Her grandmother was shot in the arm with a poison arrow and bled to death in her daughter’s arms.

“On the other side of the house,” Patel said, “they entered where my second sister and I were hidden under the bed. We covered ourselves with blankets and it seemed they had not found us. When they left the room, we abandoned our cover and tried to look for our mother. The villagers set the house on fire. When we found our mother, she was injured, along with our grandmother. My mother begged them to take everything, but leave the children alone.”

Patel’s grandfather tried to protect his family by shooting attackers, but only got off a few shots before his gun jammed.

“By this time, smoke was too thick for us to see anything in the house and around it,” Patel said. “Villagers began throwing stones into the house. We found our third sister unconscious while we were running around because of the smoke. She was bleeding from the head since stones hit her. I tried to hide behind the bathroom door while my second sister tried to get my third sister, who was starting to wake up. They were able to fool the villagers into thinking they were dead by rubbing my grandmother’s blood on their faces and bodies. The villagers struck my sisters with clubs to insure they were dead. Though they were both alive, they did not move. If they had shown signs of life, the villagers would only have beaten them more. When the villagers were finished, they threw a blanket on my third sister and set it on fire. By the time fire got to my sister’s body, she managed to throw it aside.”
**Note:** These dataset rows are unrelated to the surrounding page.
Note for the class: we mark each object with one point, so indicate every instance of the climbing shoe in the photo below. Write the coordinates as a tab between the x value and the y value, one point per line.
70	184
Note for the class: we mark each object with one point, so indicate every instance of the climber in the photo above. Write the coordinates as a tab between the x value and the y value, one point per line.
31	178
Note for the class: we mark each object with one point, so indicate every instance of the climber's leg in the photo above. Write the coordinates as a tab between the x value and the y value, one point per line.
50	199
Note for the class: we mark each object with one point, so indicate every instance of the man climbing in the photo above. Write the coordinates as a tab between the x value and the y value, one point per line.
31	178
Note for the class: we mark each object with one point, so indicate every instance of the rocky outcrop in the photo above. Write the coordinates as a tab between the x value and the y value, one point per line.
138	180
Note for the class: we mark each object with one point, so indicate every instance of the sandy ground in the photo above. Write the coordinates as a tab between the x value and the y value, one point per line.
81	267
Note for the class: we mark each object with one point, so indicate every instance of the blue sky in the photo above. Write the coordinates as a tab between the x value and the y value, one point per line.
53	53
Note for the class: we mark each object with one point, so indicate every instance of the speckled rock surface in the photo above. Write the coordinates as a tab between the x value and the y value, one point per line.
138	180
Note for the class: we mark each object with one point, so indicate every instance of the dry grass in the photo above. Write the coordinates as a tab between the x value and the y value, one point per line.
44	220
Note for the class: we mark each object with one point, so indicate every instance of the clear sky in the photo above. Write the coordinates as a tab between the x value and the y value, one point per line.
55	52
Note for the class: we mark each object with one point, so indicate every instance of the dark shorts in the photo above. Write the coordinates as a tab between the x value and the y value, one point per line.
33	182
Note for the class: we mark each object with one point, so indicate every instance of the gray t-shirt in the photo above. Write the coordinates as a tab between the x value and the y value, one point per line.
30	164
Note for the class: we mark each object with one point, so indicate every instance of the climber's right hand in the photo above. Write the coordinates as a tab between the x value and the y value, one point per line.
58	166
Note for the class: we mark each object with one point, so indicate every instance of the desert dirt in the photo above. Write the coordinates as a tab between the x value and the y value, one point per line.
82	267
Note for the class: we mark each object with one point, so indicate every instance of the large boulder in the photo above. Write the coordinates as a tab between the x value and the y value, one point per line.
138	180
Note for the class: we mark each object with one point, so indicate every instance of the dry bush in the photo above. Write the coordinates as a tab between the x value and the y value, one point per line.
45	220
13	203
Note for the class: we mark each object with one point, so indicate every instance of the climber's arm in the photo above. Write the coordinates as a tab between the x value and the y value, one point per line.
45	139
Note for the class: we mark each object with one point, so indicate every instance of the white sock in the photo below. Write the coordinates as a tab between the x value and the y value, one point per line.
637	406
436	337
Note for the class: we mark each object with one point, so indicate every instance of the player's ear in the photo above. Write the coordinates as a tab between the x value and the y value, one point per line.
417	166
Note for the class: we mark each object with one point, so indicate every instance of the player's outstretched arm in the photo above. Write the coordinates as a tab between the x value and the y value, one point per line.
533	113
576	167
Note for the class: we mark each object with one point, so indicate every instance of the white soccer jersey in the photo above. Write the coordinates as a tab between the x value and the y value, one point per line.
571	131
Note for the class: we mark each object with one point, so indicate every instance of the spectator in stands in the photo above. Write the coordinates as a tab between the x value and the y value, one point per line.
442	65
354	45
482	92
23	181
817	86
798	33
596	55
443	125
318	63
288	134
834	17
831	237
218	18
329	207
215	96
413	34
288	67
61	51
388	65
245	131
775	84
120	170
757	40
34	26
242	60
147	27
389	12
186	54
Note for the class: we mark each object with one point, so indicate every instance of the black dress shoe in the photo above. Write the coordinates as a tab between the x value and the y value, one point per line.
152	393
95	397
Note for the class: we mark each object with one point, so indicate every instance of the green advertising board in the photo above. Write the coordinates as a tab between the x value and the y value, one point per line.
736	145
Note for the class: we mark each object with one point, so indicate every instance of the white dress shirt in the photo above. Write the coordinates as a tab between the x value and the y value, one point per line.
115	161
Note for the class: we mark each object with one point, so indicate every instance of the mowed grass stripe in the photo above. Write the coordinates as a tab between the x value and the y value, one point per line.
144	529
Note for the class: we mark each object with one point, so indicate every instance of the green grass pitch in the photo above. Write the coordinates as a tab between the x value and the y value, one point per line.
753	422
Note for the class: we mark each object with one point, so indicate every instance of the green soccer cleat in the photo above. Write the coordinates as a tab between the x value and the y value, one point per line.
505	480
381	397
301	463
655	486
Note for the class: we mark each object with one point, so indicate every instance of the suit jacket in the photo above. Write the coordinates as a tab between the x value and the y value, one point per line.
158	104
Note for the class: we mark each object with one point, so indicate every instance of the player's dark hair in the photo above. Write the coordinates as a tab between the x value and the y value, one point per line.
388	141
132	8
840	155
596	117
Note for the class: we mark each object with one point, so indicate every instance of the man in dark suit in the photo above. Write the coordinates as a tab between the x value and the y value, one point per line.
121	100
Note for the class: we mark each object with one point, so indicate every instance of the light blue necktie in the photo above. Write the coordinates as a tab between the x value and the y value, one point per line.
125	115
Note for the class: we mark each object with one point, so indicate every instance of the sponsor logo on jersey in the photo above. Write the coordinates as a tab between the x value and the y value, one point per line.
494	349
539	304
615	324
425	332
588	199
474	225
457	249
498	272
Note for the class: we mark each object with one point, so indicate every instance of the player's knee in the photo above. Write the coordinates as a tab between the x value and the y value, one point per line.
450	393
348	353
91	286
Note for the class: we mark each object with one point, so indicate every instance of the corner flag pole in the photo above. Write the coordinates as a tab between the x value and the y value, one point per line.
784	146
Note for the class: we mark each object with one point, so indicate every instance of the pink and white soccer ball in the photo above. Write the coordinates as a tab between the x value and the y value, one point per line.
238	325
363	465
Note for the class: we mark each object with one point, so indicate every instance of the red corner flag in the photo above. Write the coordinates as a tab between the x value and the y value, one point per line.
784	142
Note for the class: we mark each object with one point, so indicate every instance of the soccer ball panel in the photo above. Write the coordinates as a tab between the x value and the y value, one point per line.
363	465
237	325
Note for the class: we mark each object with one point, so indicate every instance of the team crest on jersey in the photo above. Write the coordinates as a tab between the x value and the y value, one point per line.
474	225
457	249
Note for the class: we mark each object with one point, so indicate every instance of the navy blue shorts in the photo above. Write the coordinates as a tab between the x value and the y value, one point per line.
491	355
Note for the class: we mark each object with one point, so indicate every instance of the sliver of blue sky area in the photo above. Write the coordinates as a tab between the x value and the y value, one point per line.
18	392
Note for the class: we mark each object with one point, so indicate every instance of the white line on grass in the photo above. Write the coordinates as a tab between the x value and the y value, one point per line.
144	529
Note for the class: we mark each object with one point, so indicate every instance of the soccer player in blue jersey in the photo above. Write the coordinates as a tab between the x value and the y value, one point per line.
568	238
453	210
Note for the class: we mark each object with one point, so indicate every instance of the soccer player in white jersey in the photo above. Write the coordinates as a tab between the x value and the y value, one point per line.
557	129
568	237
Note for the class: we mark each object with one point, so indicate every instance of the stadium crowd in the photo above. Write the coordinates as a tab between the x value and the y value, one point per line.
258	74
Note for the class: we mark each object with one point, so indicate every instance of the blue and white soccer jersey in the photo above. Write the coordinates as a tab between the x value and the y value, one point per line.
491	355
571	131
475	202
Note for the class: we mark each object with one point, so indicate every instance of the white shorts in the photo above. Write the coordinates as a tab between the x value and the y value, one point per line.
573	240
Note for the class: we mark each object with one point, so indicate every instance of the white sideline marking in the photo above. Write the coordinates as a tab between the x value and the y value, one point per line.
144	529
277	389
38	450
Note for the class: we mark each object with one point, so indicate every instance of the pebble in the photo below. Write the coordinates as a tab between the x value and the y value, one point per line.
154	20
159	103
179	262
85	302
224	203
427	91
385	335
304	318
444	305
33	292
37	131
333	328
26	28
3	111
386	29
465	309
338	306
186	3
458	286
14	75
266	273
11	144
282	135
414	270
When intruders found Patel behind the bathroom door, “They dragged me on the glass-covered floor and kicked me back and forth, asking me where the money was. I have a scar on my eyelid and doctors thought I was going to be blind. I kept telling them I didn’t know because I was young and had only been home on vacation from high school for two days.

“While they were kicking me,” she said tearfully, “they pierced my grandfather with a spear, ending his life while I watched. They threw me on my back. One put his foot on my chest while another grabbed my head and slit a knife through my neck close to my jugular vein. They threw me into the bushes for dead and checked one last time to make sure we were all dead. Their main aim was to kill my dad because they were very angry we had security for their cattle grazing.”

Neighbors saw the fire and came to investigate. When an ambulance and air support arrived, rescue workers looked for Patel for 15 minutes before her mother found her.

“My mother tried to hold nerves hanging out of my throat,” she said. “My grandmother passed away on our way to the hospital. They claimed I was dead because I did not move, even after I got to the hospital. Doctors did all they could to bring me back to life. I was in (intensive care) for three weeks, still not moving or showing signs of life.”

Doctors wanted to remove her from life support, but her father refused.

“My mother refused to come into ICU because she was very afraid to lose me,” Patel said. “The first day, she entered and called my name, I began to show signs of life. Doctors thought it would take me a year to recover, but it took longer.”

She has been here three years and lives in Mishawaka with her other sister, who graduated from SMC.

“I am very fortunate to have survived my ordeal and blessed to receive a quality education at SMC,” she said. “I have an opportunity to make the most of my life. I moved forward, accepted the situation and left my past behind. Because I was the eyewitness for my granddad’s murder and saw the person who killed him, he is in jail for the rest of his life.”

Patel says she is not planning on returning to Tanzania.

“I would love to work for the Army in the U.S. They are fighting to protect us where we are today. They’re young, they lose limbs and lose hope. Yes, I will be applying for citizenship after I graduate.”

Her retired parents live elsewhere in Tanzania.

“It’s home, it’s where I was born, where I grew up and my childhood memories are,” she said. “When my father was brought to the hospital, he was completely in shock. He never expected such a tragic thing could happen. The president of Tanzania could not believe it, either. I don’t blame the beautiful Maasai culture, just those people. Nothing like what happened to us had ever happened.”